Em um mundo cada vez mais difícil financeiramente, e como esposo de uma médica (que se candidata ao heroísmo da maternidade sem abrir mão de fazer mestrado, doutorado, etc.) percebo o seguinte: mais do que nunca, o homem (eu, que sou o companheiro desta mulher) precisa atuar de modo mais colaborativo se realmente deseja ver o florescimento pleno desta Rosa. Precisa dar suporte, dentre outras tantas coisas, assumindo mais atividades em casa, vendo a mulher como sua professora. Espera-se do homem – do tipo que deseja ser também um herói – o sacrifício em algum grau de sua “vida convencional”. Um tal sacro ofício significa ser um bom dono de casa, antes de tudo, e empreender mais “aqui dentro” para que a sua mulher possa empreender mais “lá fora”. Não há milagre, só sacrifício.

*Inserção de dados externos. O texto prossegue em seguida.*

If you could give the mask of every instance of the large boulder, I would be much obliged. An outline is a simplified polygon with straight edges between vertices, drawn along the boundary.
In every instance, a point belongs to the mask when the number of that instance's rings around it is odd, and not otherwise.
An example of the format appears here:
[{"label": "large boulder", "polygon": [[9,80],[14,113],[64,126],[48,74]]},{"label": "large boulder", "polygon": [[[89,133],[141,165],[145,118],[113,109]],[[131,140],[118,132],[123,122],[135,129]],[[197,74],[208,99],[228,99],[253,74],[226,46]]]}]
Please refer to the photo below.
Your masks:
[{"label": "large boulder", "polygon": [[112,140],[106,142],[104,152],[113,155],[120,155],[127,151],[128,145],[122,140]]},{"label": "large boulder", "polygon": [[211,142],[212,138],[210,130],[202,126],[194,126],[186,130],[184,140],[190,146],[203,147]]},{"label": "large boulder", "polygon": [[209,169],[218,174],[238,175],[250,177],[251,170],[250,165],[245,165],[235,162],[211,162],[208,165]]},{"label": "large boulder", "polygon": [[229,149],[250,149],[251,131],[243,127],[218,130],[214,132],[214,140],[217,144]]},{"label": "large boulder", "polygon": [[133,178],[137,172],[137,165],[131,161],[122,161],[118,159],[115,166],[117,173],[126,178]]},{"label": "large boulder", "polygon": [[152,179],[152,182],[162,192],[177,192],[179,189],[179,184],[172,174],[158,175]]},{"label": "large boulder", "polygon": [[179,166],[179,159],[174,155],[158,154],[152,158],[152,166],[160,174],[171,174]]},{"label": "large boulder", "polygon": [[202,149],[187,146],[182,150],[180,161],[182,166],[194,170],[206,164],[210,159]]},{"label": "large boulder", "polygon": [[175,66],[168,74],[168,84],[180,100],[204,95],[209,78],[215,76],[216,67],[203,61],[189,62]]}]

O mérito deste herói, por sua vez, não estará mais em conquistas exteriores, mas interiores, como virtudes. Além disso, algo que resulta desta renúncia parcial, que é atenuar um pouco as dificuldades e os conflitos árduos da mulher que são inerentes ao empreendedorismo feminino. Por fim, ver a sua companheira plena e realizada. Por outro lado, seria necessário que o chefe desta esposa fosse também alguém compreensivo, o que nem sempre acontece. Por isso, é necessário que haja uma abordagem sistêmica do problema, e a família precisa ser o núcleo desse trabalho. A mulher, como principal agente dessa transformação, passa a intervir de forma mais consciente nos diferentes pontos do sistema para criar os espaços da mudança.